ABC is a triangle in which AB = AC = 4 cm and ∠A = 90°. Calculate :

(i) the area of Δ ABC,

(ii) the length of perpendicular from A to BC.

(i) Given:

AB = AC = 4 cm

∠A = 90°

Area = $\dfrac{1}{2}$ x base x height

= $\dfrac{1}{2}$ x 4 x 4 cm²

= $\dfrac{1}{2}$ x 16 cm²

= 8 cm²

(ii) By using the Pythagoras theorem,

AB² + AC² = BC²

⇒ (4)² + (4)² = BC²

⇒ 16 + 16 = BC²

⇒ BC² = 32

⇒ BC = $\sqrt{32}$

⇒ BC = 4 $\sqrt{2}$ cm

Now considering BC as the base of the triangle, altitude AD will be its height.

Area of the triangle will remain the same as before i.e., 8 cm².

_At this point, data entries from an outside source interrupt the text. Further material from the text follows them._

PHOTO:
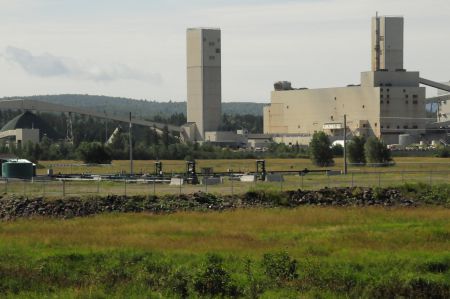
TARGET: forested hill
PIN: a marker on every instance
(139, 108)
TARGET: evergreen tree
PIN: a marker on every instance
(376, 151)
(320, 150)
(355, 150)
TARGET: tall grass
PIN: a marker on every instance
(271, 253)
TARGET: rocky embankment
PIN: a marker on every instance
(17, 207)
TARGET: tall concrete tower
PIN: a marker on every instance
(204, 90)
(387, 43)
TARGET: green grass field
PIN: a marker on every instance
(308, 252)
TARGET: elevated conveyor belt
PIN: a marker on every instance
(21, 104)
(434, 84)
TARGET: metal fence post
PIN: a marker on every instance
(232, 187)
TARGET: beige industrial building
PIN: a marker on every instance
(444, 106)
(387, 103)
(204, 91)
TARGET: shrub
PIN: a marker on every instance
(214, 280)
(280, 266)
(337, 150)
(320, 150)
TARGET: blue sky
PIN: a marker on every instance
(136, 48)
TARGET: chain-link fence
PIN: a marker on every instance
(225, 185)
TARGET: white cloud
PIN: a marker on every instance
(48, 65)
(313, 43)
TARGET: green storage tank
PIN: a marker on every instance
(17, 169)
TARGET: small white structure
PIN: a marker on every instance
(176, 181)
(248, 178)
(274, 177)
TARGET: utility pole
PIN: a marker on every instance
(131, 149)
(345, 143)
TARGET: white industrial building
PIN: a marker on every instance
(388, 102)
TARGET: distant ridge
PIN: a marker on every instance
(139, 108)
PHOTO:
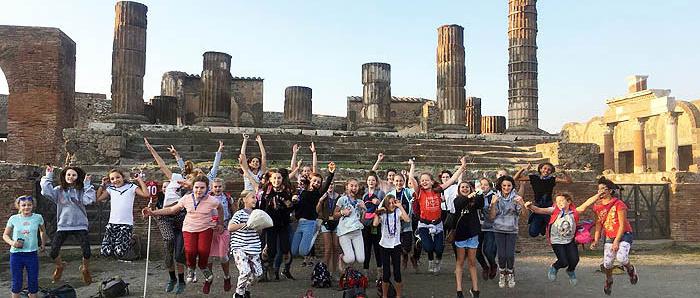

Let h be the altitude of triangle

Area = $\dfrac{1}{2}$ x base x height

∴ 8 = $\dfrac{1}{2}$ x BC x AD

⇒ 8 = $\dfrac{1}{2}$ x $4 \sqrt{2}$ x h

⇒ 8 = $2 \sqrt{2}$ x h

⇒ h = $\dfrac{8}{2 \sqrt{2}}$

⇒ h = $\dfrac{4}{\sqrt{2}}$

⇒ h = 2.83 cm

Hence, the length of perpendicular from A to BC is 2.83 cm.